Whether or not the numbers are completely accurate, it begs the question as to why New Jersey’s state government would be so quick to criticize Environmental New Jersey, when their objective in reporting these statistics appears to be in the best interest of the region. No one can argue that healthier and cleaner waters will not benefit all inhabitants of the area, both human and animal, so one would think this matter should be addressed and discussed rather than being brushed aside. It has been suggested that the state government’s financial ties to DuPont could be to blame, but that is not confirmed, and a representative from DuPont could not be reached to discuss that matter at this time.
The last bit of recent news comes from the New Jersey comptroller, in reference to millions of dollars allegedly wasted by the Delaware River Port Authority. The NJ Comptroller, Matthew Boxer, criticized the DRPA for frivolously spending money including, but not limited to, giving executives’ family and friends free EZ-Pass for the turnpike. A direct quote from Boxer says, “In nearly every area we looked at, we found people who treated the DRPA like a personal ATM, from DRPA commissioners to private vendors to community organizations. People with connections at the DRPA were quick to put their hand out when dealing with the agency, and they generally were not disappointed when they did.”

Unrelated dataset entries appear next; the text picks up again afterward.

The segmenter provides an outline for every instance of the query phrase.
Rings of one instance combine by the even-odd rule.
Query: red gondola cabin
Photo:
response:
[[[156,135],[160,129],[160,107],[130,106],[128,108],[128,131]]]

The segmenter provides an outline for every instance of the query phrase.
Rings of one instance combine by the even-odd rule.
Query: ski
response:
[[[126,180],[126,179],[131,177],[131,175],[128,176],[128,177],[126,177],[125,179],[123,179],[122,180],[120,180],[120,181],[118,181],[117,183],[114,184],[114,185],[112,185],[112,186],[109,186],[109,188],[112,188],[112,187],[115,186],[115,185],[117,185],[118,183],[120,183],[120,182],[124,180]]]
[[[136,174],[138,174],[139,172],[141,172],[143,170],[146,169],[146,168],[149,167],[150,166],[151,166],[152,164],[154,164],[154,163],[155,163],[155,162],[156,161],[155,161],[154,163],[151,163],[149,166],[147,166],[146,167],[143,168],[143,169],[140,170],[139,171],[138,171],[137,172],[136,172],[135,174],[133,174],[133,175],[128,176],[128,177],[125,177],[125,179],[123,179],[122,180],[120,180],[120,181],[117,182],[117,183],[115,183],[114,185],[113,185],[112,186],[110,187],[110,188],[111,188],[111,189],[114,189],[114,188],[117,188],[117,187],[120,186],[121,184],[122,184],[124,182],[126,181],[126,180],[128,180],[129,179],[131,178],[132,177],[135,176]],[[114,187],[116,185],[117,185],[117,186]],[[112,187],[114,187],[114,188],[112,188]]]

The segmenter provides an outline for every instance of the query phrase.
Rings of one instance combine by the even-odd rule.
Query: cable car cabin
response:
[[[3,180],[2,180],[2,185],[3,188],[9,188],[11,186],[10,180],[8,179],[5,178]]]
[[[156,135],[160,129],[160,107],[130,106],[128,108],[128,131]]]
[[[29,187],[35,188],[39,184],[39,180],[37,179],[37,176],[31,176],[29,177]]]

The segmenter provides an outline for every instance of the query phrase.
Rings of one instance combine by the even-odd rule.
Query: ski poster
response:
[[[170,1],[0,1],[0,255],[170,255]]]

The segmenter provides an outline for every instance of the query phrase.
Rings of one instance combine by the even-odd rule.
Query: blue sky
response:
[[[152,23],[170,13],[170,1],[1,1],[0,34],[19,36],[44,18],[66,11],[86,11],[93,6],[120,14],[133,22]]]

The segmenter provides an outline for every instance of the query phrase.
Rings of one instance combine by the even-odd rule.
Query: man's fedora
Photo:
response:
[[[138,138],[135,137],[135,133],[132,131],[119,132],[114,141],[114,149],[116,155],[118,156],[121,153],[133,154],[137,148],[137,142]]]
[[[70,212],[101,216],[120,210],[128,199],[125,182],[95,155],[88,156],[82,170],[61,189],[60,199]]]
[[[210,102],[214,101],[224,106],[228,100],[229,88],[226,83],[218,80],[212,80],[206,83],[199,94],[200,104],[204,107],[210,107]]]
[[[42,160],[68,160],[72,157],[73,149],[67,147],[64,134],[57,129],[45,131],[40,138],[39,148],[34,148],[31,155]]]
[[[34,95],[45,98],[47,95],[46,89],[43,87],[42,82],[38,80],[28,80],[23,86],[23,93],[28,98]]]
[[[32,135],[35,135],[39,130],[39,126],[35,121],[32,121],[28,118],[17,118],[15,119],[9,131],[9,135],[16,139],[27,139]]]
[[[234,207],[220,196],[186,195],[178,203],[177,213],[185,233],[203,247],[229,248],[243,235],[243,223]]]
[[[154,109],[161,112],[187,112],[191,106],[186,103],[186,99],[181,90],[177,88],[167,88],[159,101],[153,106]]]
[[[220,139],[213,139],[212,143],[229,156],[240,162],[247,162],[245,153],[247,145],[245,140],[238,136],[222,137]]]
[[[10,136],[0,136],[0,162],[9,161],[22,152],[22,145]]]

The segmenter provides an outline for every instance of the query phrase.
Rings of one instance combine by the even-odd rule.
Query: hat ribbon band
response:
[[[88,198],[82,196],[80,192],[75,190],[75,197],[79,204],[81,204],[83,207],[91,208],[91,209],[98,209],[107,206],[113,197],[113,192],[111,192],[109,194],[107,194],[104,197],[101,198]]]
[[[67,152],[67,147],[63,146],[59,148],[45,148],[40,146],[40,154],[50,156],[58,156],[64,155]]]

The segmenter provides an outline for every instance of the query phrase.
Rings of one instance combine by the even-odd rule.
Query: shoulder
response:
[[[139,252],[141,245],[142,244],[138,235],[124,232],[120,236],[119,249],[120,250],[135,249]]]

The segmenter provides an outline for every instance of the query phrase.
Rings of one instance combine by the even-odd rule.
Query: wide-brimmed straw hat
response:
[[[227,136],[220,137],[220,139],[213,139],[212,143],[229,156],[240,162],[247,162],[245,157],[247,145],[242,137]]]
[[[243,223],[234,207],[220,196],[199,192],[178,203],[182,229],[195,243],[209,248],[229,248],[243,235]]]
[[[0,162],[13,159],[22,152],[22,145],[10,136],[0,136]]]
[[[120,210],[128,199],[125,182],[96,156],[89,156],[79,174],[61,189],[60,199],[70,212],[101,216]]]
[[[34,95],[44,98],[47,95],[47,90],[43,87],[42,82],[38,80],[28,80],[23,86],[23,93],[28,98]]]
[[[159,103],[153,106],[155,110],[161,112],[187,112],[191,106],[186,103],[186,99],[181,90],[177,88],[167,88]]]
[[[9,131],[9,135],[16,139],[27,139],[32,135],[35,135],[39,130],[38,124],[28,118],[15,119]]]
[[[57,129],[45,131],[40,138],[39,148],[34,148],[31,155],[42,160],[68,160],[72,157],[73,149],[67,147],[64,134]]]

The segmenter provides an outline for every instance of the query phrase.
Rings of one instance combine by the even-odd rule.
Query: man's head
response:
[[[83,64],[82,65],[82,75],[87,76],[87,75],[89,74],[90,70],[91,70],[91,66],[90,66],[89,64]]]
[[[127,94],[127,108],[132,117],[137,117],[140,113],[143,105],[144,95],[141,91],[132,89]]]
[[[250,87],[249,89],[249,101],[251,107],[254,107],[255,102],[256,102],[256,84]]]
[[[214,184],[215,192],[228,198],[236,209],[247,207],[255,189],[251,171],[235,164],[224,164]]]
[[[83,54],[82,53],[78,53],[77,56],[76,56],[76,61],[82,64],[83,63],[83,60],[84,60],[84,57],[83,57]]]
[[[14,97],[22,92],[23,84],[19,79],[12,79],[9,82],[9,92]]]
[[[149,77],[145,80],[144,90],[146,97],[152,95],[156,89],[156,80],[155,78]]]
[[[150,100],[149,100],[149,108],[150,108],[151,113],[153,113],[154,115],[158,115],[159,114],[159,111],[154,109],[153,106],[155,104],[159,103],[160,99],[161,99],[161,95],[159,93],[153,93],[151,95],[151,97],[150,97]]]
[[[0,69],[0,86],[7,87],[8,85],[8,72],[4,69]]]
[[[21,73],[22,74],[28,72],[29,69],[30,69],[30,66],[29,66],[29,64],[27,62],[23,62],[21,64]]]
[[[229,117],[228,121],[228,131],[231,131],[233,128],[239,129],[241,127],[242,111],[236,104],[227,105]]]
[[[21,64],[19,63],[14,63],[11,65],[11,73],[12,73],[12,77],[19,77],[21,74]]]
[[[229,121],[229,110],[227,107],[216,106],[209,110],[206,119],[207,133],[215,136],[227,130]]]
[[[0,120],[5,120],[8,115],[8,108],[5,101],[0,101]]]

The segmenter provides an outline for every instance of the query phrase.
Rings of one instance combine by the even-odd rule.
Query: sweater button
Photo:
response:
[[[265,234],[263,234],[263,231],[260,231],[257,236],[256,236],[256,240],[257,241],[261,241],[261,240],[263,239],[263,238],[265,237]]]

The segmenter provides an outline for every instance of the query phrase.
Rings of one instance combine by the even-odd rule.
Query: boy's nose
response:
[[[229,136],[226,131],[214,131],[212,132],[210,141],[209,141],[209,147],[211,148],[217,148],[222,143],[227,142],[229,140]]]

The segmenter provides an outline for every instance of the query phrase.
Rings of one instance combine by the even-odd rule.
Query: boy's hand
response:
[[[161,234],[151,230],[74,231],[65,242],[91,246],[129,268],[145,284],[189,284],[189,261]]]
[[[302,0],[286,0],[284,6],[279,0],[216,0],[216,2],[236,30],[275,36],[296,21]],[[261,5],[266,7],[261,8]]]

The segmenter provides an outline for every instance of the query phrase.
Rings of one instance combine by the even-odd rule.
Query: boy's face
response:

As expressed by this selection of topics, times are not easy for the community around the Delaware River. While they have many activities and tourist attractions available to the public, that’s certainly no saving grace in this down economy where people are much less likely to go out and spend money. Between dealing with natural disaster devastation, pollution, and financial corruption in government, the area certainly has some obstacles to overcome in the coming years. Still, the attitude of the people living in this area and the entrepreneurs doing business is optimistic. They hope to see these issues resolved, and for the Delaware to continue to be a place of fun and beauty for many years to come.